Founder of Crawford House said to be haunting Mountain Challenge
“So,” I said. “Why do you think there’s a ghost in here?”
“Stay right there,” said founder and director of Mountain Challenge Bruce Guillaume as he stood, walked across the room and traversed the Crawford House staircase. His journey up the stairs was followed by a series of echoing bangs and disconcerting rattling, all of which faded into the subtle slither of his hand on the stair railway as he came back down a few moments later.
“Hear all that?” asked Guillaume.
I nodded and began writing.
The sources of rattling were the upstairs windows that were originally erected when Crawford House was built in 1876; the noise can only be produced when someone is walking on the second floor. In the nearly 30 years of Guillaume’s work in Crawford House, the strange rattling has occurred six times without a living soul in the upper parts of the house— always in the evening and always when no one was upstairs.
With no outside forces (such as a passing car or the wind) or inside forces (such as machinery or a living person) influencing the rattling, the employees of Crawford House came to the conclusion that the building’s second floor is haunted by a spirit— that preternatural instances of the occult are taking place on Maryville College campus.
After finishing up my interview with Guillaume, he guided me from his office to a picture mounted in the hallway of the man who the employees of Crawford House believe the ghost to be: founder of Crawford House, Gideon Stebbins White Crawford. The black and white photograph depicted a frowning white man in a suit, the bottom of his face masked in a grand, bushy beard, the piercing gaze of his eyes staring beyond onlookers to a point one cannot comprehend.
Below this photograph was gold-framed snippet on Gideon Crawford’s life and his involvement with Maryville College, reading:
“Crawford House, this is the home of Gideon Stebbins White Crawford and his bride, Margaret Elizabeth Jane Duncan Crawford. Both Gideon and Jennie attended Maryville College, and Gideon graduated with the Class of 1871. They were married on July 24, 1874 after Gideon’s graduation from Lane Seminary. Gideon and Jennie moved to this house built by Gideon on College Hill in 1876. Gideon served Maryville College as Professor, Registrar and Assistant Treasurer. Funds for the 1987 restoration of Crawford House were provided by the descendants of Gideon and Jennie Crawford.”
After taking a few pictures of the portraits, I explored Crawford House for myself by heading straight for the second floor.
The stairs were a dark, wooden color and creaked with each step, so I treaded lightly. Bright sunlight filtered through the windows and reflected off the glass-framed pictures hanging from the walls. The skeptic part of me felt this was another ordinary house that made strange noises the way a lot of old houses did.
But the paranoid part of me felt all the eyes in the pictures were following my every step—particularly the haunting eyes of Gideon Crawford’s portrait, which patiently awaited me at the base of the staircase I had just left behind.
There were three offices on Crawford House’s upper floor. The first contained a cracked wooden floor whose paint was peeling off in some areas and gone altogether in others. Aside from the floor, there were no telltale signs of the room’s age. One corner housed a couch and yoga balls that were pushed against a bookcase. On the other side were a desk, a printer and a chair.
It was the same in the other two offices, with minor differences in decor: chairs, couches and a small array of athletic equipment. I took pictures of all this and waited, though I wasn’t quite sure for what.

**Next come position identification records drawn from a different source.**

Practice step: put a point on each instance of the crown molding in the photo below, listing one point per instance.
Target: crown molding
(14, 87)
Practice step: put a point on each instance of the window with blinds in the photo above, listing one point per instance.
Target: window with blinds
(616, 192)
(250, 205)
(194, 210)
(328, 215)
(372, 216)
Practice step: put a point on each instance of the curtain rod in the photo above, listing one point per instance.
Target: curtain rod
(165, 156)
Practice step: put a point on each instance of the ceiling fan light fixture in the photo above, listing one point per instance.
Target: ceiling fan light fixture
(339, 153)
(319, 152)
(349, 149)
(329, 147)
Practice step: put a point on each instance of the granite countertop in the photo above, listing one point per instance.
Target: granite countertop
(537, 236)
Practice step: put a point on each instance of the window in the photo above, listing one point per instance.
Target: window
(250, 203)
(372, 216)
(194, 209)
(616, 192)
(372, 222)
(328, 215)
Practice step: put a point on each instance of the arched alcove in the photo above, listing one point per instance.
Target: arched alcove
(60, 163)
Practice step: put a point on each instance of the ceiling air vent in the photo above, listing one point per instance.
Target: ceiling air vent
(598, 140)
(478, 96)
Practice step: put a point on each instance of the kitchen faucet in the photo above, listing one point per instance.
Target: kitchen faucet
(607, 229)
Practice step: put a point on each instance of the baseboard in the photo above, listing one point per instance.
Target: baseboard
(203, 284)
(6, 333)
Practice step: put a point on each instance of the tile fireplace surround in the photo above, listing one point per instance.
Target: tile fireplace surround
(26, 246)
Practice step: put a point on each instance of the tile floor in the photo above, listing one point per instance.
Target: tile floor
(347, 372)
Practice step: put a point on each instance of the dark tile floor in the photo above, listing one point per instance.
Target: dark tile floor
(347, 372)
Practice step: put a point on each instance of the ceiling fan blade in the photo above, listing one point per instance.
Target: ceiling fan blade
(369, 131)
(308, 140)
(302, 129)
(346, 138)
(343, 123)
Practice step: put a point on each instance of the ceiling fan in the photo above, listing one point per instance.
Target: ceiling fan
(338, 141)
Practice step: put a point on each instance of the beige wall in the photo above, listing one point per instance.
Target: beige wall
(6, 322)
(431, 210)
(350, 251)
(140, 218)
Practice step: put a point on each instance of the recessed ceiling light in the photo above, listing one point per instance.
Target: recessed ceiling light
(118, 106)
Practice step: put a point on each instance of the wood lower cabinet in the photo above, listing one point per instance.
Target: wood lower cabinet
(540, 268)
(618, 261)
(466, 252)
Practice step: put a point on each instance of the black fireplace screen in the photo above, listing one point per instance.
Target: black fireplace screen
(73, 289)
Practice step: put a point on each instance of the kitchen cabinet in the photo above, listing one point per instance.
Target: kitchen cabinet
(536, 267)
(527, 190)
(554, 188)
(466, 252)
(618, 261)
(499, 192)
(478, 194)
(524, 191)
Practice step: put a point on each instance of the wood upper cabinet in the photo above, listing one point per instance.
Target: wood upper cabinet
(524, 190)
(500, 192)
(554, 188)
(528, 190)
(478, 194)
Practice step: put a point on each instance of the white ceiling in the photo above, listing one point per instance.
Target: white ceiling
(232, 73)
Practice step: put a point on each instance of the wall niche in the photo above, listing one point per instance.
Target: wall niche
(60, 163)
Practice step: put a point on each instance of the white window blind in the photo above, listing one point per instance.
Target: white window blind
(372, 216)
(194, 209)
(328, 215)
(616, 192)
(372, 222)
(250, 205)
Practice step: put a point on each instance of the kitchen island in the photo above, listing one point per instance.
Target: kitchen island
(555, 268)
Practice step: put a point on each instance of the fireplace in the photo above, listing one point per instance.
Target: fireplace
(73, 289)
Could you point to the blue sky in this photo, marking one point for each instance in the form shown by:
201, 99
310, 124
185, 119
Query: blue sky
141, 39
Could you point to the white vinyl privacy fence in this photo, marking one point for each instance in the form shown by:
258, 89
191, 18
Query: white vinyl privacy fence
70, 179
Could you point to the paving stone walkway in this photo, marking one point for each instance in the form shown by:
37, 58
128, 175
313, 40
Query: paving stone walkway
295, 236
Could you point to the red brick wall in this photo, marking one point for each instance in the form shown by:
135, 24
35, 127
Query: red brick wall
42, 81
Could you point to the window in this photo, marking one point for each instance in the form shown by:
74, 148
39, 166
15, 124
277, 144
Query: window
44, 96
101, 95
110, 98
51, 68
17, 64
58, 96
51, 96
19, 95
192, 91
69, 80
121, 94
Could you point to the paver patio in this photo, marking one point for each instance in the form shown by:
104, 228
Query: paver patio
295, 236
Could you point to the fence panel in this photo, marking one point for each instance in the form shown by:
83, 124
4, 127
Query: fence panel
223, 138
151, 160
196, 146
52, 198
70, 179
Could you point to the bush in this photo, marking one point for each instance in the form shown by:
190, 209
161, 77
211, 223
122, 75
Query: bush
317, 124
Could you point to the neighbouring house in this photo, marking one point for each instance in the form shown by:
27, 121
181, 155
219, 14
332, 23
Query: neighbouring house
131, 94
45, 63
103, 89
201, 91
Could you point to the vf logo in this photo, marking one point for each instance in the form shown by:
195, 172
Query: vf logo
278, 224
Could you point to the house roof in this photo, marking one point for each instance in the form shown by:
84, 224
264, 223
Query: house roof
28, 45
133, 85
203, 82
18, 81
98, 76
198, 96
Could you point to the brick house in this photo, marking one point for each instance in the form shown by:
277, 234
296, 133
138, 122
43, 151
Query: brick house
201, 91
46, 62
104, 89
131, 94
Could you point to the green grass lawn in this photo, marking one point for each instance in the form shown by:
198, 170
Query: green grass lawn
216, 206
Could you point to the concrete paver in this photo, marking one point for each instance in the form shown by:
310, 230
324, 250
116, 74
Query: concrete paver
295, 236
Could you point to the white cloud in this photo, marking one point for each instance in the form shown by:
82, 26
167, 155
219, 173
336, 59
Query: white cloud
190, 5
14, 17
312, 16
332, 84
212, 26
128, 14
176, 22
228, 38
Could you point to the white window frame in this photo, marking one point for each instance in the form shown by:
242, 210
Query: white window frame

Computers and books didn’t start whirling around the room. The room’s temperature didn’t suddenly drop 50 degrees. There was no severed hand scrawling “turn back” in blood on the wallpaper.
I returned to the first floor, glanced at Gideon’s portrait and took a few more pictures of Crawford House’s interior before saying goodbye to Guillaume and leaving.
With its picture perfect layout in a small copse of trees, a manicured lawn and a white picket fence, Crawford House seems the apt place for a haunting, but no supernatural event occurred during my visit.
It’s simple to say that there is no spirit and that the source of the rattling could be explained given enough time and study; however, the fact that several employees of the House believe there to be an otherworldly presence gives the case enough merit to be more than the imaginations of the human brain.